Bulletproof vests, fire escapes, windshield wipers, and laser printers actually have something in common. They were all invented by women.

Conception occurs more often in December than any other month. (I assume it's to stay warm!)


The riveting and life-changing information you just read was found here.

6.04.2010

It's Factual Friday, Y'all

Factual Friday: random facts, brought to you each and every Friday... starting NOW!

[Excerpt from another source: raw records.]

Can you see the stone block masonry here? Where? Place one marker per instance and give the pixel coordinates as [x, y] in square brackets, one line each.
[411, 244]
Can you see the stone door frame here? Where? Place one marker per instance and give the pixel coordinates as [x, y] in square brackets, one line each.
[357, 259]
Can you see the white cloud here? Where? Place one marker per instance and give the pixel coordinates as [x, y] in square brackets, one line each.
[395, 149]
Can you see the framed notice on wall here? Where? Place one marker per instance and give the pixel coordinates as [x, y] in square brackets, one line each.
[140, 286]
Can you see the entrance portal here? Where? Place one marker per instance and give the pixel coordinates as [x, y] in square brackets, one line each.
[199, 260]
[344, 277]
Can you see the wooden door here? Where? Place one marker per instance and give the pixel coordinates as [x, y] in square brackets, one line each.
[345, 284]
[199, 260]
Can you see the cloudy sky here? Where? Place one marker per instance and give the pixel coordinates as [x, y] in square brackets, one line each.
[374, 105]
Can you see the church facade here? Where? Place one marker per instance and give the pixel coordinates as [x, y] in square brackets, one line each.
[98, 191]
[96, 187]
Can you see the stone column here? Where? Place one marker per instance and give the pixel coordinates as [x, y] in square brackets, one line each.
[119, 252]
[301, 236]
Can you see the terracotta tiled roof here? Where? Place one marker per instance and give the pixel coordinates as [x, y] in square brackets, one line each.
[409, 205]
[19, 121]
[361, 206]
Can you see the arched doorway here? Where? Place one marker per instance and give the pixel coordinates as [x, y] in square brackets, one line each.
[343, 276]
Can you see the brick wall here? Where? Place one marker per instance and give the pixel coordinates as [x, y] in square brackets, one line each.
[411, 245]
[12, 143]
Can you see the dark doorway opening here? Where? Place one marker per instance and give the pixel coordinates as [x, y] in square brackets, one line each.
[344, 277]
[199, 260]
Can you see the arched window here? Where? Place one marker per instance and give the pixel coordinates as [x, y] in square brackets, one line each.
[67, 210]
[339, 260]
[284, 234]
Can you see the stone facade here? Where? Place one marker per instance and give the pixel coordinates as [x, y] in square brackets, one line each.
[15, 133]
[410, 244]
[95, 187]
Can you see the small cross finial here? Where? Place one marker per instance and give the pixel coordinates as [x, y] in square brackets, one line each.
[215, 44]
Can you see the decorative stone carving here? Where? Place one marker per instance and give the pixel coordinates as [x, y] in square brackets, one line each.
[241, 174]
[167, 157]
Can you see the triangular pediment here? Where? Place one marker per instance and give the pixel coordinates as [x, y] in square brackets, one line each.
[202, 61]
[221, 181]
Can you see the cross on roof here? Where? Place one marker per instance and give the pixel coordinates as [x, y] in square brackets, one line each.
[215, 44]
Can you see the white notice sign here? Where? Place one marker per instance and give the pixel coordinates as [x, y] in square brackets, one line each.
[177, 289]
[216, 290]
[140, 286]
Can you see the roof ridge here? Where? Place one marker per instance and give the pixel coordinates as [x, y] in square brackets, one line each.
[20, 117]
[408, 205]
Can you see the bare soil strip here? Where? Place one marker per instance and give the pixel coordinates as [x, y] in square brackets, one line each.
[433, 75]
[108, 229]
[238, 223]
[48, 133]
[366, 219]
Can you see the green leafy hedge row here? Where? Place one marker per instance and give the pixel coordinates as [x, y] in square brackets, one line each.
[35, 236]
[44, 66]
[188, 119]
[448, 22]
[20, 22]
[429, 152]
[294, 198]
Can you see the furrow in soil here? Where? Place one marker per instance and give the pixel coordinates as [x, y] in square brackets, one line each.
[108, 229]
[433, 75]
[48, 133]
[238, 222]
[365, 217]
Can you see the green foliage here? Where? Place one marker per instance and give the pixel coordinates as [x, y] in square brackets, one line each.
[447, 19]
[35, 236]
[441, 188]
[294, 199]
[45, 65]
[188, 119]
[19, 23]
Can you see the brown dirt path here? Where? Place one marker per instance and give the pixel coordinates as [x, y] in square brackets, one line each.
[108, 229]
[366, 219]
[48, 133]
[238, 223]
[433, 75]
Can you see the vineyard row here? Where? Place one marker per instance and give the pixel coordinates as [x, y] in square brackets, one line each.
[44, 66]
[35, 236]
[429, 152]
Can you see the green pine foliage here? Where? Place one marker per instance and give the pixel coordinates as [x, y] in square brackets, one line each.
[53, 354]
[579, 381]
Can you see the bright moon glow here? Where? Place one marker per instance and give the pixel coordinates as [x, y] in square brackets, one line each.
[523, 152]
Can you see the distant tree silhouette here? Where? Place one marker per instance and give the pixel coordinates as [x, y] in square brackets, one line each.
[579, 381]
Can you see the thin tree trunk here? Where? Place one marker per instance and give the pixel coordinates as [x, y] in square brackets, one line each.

This Friday's facts are all about Rue McClanahan, a wonderful gal that we all lost too soon. You all probably love her from Golden Girls, you know, the slutty one, but I know and love her from Mama's Family (the best show ever made!), as Aunt Fran. RIP, Rue, love ya, girl!

  • Rue was a life long vegetarian and animal rights advocate. She was one of the first celebrities to support PETA, People for the Ethical Treatment of Animals.
  • McClanahan made appearances in more than 100 television shows and movies, including “Boy Meets World,” “Law & Order” and “King of the Hill.
  • As one of the most popular students at Ardmore High School, she was voted “Most Likely to Succeed” by her peers.
  • Rue made her first professional stage debut at Pennsylvania’s Erie Playhouse in 1957 in “Inherit the Wind.”
The riveting and life-changing information you just read was found here.

6.02.2010

rainy days



It may be June and pouring down rain outside, but we're happy and healthy and enjoying our mini-watermelons indoors for now!!